Unfortunately, our website is currently unavailable in most European countries. We are engaged on the issue and committed to looking at options that support our full range of digital offerings to the EU market. We continue to identify technical compliance solutions that will provide all readers with our award-winning journalism.
This is the error message you get in most European countries if you try to connect with the Los Angeles Times. The same happens with the Chicago Tribune, the New York Daily News, and The Baltimore Sun, operated by Tronc Inc., formerly Tribune Publishing.
In addition, 15 web properties owned by Fox News network in local markets are also unavailable, as are the websites of local stations in the ABC and CBS networks.

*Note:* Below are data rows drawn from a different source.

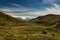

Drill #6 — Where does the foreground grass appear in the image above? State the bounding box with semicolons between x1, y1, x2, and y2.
0;25;60;40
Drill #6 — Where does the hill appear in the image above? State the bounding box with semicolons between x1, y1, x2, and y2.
30;14;60;25
0;12;23;26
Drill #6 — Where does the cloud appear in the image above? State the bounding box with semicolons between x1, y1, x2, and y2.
43;0;57;4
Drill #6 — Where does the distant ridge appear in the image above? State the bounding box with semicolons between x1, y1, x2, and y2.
0;12;22;25
30;14;60;25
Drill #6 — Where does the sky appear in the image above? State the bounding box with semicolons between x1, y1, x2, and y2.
0;0;60;19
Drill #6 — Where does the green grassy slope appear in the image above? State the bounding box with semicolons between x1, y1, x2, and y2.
0;12;60;40
30;14;60;26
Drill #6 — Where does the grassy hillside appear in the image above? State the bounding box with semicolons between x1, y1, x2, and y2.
0;12;60;40
0;12;25;25
30;14;60;26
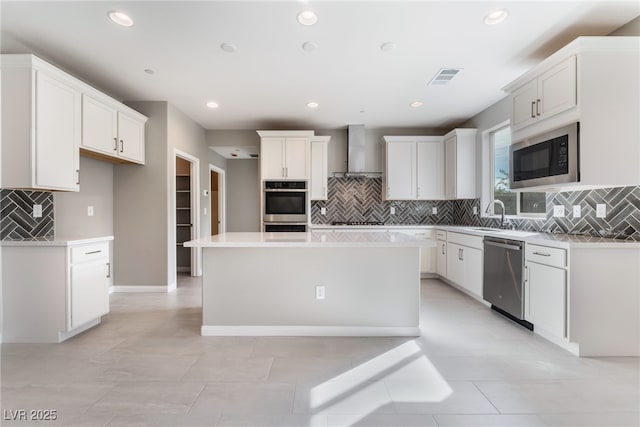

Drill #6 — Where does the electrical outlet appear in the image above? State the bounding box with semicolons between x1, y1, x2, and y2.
553;205;564;218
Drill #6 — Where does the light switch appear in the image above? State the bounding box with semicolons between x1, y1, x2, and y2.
553;205;564;218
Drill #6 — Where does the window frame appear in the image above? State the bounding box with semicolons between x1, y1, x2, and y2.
480;120;547;219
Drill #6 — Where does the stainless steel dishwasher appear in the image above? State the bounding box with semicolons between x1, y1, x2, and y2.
482;236;533;330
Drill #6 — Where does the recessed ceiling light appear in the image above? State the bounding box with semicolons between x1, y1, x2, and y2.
220;42;238;53
298;10;318;25
302;42;318;52
107;10;133;27
484;9;509;25
380;42;397;52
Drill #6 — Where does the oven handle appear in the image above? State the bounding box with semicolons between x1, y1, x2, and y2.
484;240;522;251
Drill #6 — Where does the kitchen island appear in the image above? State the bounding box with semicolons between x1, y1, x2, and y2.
184;231;435;336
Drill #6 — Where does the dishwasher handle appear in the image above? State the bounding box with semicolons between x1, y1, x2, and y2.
484;240;522;251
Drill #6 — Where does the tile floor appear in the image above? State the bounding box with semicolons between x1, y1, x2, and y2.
0;276;640;427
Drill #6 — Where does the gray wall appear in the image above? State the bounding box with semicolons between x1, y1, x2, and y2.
227;159;260;231
113;101;170;286
53;156;113;237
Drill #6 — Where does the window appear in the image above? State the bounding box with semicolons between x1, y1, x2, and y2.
490;126;547;216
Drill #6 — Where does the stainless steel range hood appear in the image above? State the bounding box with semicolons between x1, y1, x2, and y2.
333;125;382;178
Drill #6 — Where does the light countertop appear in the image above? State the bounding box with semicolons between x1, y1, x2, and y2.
0;236;113;247
184;231;436;248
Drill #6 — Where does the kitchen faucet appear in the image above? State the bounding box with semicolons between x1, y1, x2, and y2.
485;199;505;228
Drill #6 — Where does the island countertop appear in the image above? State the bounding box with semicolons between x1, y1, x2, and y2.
184;231;436;248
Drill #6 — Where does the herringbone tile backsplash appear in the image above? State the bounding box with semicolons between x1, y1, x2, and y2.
311;178;640;241
0;190;54;240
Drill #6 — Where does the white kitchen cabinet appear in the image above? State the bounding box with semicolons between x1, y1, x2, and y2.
445;232;484;299
511;56;577;130
81;94;146;164
398;228;436;274
309;136;331;200
2;55;81;191
258;131;313;180
2;237;112;343
444;129;477;199
504;37;640;192
68;242;111;329
525;244;567;338
384;136;444;200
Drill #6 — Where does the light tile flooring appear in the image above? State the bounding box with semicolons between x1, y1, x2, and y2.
0;276;640;427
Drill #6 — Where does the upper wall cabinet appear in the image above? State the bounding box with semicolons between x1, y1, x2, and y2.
2;55;81;191
511;56;577;131
309;136;331;200
258;131;314;180
383;136;444;200
444;129;477;199
505;37;640;191
81;94;146;164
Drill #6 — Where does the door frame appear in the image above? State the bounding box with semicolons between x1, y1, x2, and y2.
169;148;202;283
208;163;227;234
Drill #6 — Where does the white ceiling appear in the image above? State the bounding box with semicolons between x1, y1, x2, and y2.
0;0;640;129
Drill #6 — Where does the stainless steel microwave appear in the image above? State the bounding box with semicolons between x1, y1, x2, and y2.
509;123;580;189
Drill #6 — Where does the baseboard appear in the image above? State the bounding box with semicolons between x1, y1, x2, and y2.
113;283;175;293
201;325;420;337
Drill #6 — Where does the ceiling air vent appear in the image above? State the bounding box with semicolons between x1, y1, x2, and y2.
429;68;462;85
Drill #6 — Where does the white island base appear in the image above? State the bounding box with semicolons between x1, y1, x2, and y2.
188;232;425;336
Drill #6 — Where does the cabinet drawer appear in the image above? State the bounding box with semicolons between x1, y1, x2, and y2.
71;242;109;264
525;244;567;268
447;232;483;250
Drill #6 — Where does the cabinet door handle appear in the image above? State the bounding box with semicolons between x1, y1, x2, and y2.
531;101;536;119
533;252;551;256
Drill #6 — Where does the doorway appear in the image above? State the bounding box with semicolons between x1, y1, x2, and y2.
209;165;226;236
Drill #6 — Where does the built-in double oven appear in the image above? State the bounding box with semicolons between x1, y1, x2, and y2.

If you try to access USA TODAY, you get this message instead:
Welcome to USA TODAY Network’s European Union Experience. It appears that you’re visiting us from a location in the European Union. We are directing you to our EU Experience. This site does not collect personally identifiable information or persistent identifiers from, deliver a personalized experience to, or otherwise track or monitor persons reasonably identified as visiting our Site from the European Union.
In fact, Gannett, which owns USA TODAY, has rolled out a European version of its daily news website, what they call their “European Union Experience.” This apparently translates into a simplified version of the website, without ads or easy methods of searching for stories and articles.
Many other websites, news-related or not, are either blocked or not available. Those include for instance the Daily Collegian, published by students at Penn State, and the South End, a student publication by students at Wayne State University.
Joseph O’Connor — aka @ VerifiedJoseph on Twitter — published a list of unavailable or blocked websites on his GitHub page as of August 10, 2018. The list includes 1,060 websites to which anybody in Europe has yet no access.
This is “frustrating many American tourists, business travelers, and ex-pats as well as Europeans interested in news from the States,” as reports Nieman Lab.
Jeff South, a journalism professor at Virginia Commonwealth University in Richmond and author of the NiemanLab report, asked Portugal-based journalist Flávio Nunes to comment about the block or unavailability of many websites.
“Usually, your media is seen as an example for ours. I think is safe to say that, in Portugal, there’s a big community of people that not only reads the Portuguese media but reads the U.S. press as well on a daily basis,” said Nunes.
“I was surprised when I saw that, a couple of months after, they’re still blocking our access,” Nunes commented about Tronc’s publications not being available after GDPR entered into force il late May. “It’s crazy because Europe is a massive market. We have over 500 million people living in the EU.”
GDPR stands for General Data Protection Regulation, a set of data protection rules implemented by the European Commission — approved by the European Parliament in April 2016 and enforced 2 years later this past May — for all companies operating in the EU, wherever they are based.
GDPR has been both criticized and praised.
WIRED wrote: “Once mocked, Europe’s new data protection has become a source of transatlantic envy.” “When GDPR was first passed, US commentators dismissed it as a piece of jealous protectionism,” Rowland Manthorpe explains, citing a recent editorial in The New York Times now calling for similar rules.
In April, when Facebook’s founder and CEO Mark Zuckerberg testified on Capitol Hill, Rep. Scott Peters asked him: “What the Europeans got right with the GDPR?”
Zuckerberg responded: “GDPR in general is going to be a very positive step for the Internet. It codifies a lot of things we have already done for a long time; but it also has new things which are good steps for us to take, like putting privacy controls in front of people constantly — which we have done randomly in the past.”
In a recent tweet while traveling to Europe, CUNY J-School professor Jeff Jarvis talked about GDPR as the Balkanization of the Internet.
“Thanks, Europe,” he ironically tweeted.
“Nothing to do with Europe and everything to do with the US publishers,” somebody responded on Twitter. “A bit of time and consideration would resolve it.”
Another said: “Not GDPR. It’s US publishers blocking IP addresses. Same happens with European media when you try and access from US.”
To which Jarvis answered: “It has everything to do with Europe. They are doing it *because* of GDPR.”